The California Supreme Court’s chief justice gave her first “State of Judiciary” address Monday to a joint session of the Legislature in Sacramento.
Tani Cantil-Sakauye told lawmakers that their repeated budget cuts have put justice at risk in California.
She called it a “cruel irony” that the same economic forces that spurred lawmakers to cut spending for courts have driven more Californians to turn to the courts for help with evictions, debt collection and changes to child support agreements.
“As Californians lose their livelihood and as part of the dream slips away, they rightly come to courts seeking justice, protection and dignity," Cantil-Sakauye said. "But courts are struggling to provide that.”
The chief justice said courts have difficulty providing equal access to justice for about 38 million Californians on just 2 percent of the state budget. The courts are also struggling because Superior Court filings have jumped by 20 percent in the last decade, while state lawmakers were cutting court funding by 25 percent.
That’s more than $600 billion.
Cantil-Sakauye said several courts have been forced to lay off staff, and some courtrooms and clerks offices have closed. She warned that many more are heading that way with risky consequences.
“I give you an example," Cantil-Sakauye began. "A woman in a small rural county sought a temporary restraining order against a physically and sexually abusive boyfriend. But because that county had reduced hours, because it couldn’t operate to fit her schedule, she had to be turned away for the day. She spent the night in her car with her child rather than return home to her abuser."
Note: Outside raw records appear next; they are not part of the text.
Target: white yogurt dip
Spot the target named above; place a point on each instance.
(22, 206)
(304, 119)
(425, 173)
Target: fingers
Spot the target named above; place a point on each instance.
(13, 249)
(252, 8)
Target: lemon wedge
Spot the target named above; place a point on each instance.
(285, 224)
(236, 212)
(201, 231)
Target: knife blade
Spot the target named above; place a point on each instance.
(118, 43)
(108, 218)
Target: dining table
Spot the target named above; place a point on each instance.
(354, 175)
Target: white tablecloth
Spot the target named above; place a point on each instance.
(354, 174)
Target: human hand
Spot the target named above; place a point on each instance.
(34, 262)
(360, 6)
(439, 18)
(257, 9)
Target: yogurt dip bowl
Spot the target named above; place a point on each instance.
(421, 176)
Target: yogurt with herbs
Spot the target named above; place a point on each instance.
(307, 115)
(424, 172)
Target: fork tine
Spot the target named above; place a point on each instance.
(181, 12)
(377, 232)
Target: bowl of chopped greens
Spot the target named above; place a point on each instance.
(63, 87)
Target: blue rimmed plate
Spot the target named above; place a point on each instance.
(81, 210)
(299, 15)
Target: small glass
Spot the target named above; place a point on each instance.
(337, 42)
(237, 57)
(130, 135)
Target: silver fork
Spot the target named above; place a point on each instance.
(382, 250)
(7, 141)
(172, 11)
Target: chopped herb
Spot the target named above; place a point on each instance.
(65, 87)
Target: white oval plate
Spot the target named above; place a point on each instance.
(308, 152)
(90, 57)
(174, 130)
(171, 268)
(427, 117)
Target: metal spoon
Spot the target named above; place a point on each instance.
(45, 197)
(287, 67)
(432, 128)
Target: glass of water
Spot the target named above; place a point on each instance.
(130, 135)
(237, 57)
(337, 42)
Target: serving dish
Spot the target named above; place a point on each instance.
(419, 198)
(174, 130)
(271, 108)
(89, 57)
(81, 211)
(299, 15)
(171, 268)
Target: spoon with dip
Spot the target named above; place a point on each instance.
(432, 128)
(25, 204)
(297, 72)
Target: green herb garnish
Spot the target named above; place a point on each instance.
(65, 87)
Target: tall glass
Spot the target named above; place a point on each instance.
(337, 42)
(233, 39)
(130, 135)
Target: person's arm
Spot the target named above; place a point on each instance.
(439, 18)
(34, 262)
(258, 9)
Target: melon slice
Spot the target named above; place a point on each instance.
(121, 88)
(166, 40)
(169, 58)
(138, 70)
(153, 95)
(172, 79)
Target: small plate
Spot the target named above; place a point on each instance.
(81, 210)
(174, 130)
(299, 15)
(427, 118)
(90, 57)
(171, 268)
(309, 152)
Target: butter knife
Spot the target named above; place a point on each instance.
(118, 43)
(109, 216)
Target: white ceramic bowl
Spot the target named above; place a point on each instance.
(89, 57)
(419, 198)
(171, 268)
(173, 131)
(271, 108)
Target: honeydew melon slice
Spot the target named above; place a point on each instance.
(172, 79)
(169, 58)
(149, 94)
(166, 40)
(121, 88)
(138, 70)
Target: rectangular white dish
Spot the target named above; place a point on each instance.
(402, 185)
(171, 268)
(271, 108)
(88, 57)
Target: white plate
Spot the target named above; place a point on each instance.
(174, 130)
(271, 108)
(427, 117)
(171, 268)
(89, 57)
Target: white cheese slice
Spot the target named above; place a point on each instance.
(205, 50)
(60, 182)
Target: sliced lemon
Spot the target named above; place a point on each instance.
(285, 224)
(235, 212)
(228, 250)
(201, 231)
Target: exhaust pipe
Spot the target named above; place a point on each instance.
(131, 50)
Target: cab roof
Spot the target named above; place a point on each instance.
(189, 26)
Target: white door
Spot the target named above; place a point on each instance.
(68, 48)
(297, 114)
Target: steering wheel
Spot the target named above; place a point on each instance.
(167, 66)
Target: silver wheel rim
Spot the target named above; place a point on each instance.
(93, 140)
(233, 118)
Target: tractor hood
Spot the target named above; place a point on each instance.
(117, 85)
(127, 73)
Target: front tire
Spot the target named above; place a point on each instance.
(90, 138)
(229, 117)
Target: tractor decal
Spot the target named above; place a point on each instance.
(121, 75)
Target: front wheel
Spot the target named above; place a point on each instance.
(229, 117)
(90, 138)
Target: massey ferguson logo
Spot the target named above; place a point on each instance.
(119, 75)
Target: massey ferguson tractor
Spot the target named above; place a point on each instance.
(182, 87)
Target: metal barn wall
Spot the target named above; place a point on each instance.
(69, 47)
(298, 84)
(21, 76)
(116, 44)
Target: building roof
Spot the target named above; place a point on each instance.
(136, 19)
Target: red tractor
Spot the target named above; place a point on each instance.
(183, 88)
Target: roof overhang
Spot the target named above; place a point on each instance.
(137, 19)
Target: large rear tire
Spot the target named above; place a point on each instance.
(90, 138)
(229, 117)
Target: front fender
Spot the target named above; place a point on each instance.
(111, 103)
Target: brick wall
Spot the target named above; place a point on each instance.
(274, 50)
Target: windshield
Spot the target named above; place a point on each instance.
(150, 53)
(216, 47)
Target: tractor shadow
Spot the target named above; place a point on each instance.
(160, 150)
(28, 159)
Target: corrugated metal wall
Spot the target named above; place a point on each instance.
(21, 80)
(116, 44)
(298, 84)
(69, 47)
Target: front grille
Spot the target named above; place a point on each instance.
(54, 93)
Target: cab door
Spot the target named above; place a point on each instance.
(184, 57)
She added that there were stories like that from all over the branch.
Cantil-Sakauye told lawmakers the judicial branch must be funded “adequately and consistently” to uphold the laws of the state for all its residents.
The chief justice also talked about the need for more judges to cope with rapid population increases in the Inland Empire and the Central Valley.
Cantil-Sakauye said she’ll work with schools to reduce dropout rates, pointing out that keeping kids in classrooms reduces the risk that they’ll commit crimes and end up in California’s juvenile justice system.